Soja

Soja: Produtor brasileiro pode encontrar oportunidades no câmbio

Publicado em 13/03/2017

A semana para o mercado doméstico da soja começa, novamente, com falta de interesse de vendas por parte dos produtores brasileiros. Nem mesmo as dívidas de alguns para o final de março e início de abril têm motivado os sojicultores a voltar ao mercado para novos negócios dados os baixos preços e, principalmente, o limite de recuperação das cotações imposto pelo câmbio.
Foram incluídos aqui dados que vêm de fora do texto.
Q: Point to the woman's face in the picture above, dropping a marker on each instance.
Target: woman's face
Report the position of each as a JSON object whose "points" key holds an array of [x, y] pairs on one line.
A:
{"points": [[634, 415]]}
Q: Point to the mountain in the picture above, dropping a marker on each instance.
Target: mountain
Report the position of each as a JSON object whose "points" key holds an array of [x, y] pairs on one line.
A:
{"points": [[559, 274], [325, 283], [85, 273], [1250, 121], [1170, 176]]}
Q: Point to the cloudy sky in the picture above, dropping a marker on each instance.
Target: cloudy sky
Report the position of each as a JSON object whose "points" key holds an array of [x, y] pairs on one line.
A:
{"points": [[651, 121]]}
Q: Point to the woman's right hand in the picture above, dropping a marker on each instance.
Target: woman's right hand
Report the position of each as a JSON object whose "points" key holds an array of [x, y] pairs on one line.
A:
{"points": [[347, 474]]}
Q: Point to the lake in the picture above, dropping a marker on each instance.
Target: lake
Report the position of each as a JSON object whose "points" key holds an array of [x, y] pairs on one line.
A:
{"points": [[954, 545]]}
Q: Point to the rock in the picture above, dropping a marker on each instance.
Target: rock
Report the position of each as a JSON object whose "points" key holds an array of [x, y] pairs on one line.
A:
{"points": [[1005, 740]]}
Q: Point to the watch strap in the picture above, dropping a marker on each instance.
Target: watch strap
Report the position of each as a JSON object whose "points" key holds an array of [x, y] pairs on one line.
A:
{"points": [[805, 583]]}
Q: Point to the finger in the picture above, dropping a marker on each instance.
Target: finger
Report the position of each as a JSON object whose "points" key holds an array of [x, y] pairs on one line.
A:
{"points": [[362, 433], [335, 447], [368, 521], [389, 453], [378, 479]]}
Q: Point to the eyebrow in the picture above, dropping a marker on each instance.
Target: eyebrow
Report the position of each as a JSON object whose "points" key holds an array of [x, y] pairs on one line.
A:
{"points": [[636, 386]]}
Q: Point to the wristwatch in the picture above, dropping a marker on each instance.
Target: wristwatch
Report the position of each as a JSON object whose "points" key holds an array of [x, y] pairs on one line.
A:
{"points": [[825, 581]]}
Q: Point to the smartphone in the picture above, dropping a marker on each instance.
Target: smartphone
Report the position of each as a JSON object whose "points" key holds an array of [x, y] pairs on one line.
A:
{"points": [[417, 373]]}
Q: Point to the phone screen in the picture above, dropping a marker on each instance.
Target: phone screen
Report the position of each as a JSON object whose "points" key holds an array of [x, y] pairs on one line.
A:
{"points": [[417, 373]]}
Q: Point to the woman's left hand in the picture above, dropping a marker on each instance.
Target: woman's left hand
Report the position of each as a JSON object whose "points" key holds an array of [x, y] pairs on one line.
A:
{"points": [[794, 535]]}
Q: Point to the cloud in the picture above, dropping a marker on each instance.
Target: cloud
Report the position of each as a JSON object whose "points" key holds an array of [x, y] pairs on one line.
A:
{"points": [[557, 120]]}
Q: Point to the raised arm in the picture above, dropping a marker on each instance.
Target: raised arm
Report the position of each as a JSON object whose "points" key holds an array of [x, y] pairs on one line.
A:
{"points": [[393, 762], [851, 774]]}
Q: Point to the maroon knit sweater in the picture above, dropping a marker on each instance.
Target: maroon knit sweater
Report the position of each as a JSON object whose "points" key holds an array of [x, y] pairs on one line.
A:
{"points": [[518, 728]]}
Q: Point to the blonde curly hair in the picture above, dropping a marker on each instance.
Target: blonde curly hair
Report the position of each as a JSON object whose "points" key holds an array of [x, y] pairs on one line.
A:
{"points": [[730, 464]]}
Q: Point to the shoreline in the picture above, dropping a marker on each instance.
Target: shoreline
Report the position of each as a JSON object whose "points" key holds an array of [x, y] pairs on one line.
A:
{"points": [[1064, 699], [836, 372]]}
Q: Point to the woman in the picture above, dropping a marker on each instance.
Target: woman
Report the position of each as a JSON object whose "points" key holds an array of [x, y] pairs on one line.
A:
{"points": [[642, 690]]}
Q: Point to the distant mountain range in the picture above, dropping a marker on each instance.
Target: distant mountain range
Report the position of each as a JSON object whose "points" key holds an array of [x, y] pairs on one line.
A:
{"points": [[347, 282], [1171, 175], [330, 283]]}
“O quadro geral seguirá de poucos negócios porque os números atuais ainda estão distantes dos níveis programados pelos produtores ou até mesmo dos valores negociados no ano passado e que estão sendo exercidos agora e desta forma seguiremos com comercialização lenta”, acredita o consultor de mercado da Brandalizze Consulting, Vlamir Brandalizze.

Influência do câmbio

Para Camilo Motter, analista de mercado e economista da Granoeste Corretora de Cereais, porém, o dólar pode estar ganhando um novo patamar, “ainda que, apenas, para compensar as perdas em Chicago” e poderia trazer algumas oportunidades para o produtor brasileiro, mesmo que pontuais.

Nesta segunda-feira (13), a moeda americana subia pouco mais de 0,2% e era negocia a R$ 3,151. Na última sexta, a divisa fechou o dia com baixa de 1,6%, após subir, nas duas sessões anteriores mais de 2% para se aproximar dos R$ 3,20 novamente. E apesar dessa barreira que o câmbio ainda impõe sobre os preços formados no Brasil, para o analista da Granoeste, os ganhos que podem ser registrados pelos produtores brasileiros devem vir mais do próprio câmbio e, apenas eventualmente, da Bolsa de Chicago.

“Além das variáveis econômicas, voltamos a discutir muito as questões políticas, sobretudo no Brasil, além das criminais, mas também nos EUA de Trump. Vejo a possibilidade de um câmbio muito volátil pela frente, mas em alta no geral”, diz Motter.

Boa parte dessas atenções todas – e dessa perspectiva de alta – estão baseadas nas perspectivas cada vez mais consistentes de uma alta na taxa de juros dos Estados Unidos pelo Federal Reserve. E esse já parece ser um consenso entre analistas, consultores e economistas mundo a fora.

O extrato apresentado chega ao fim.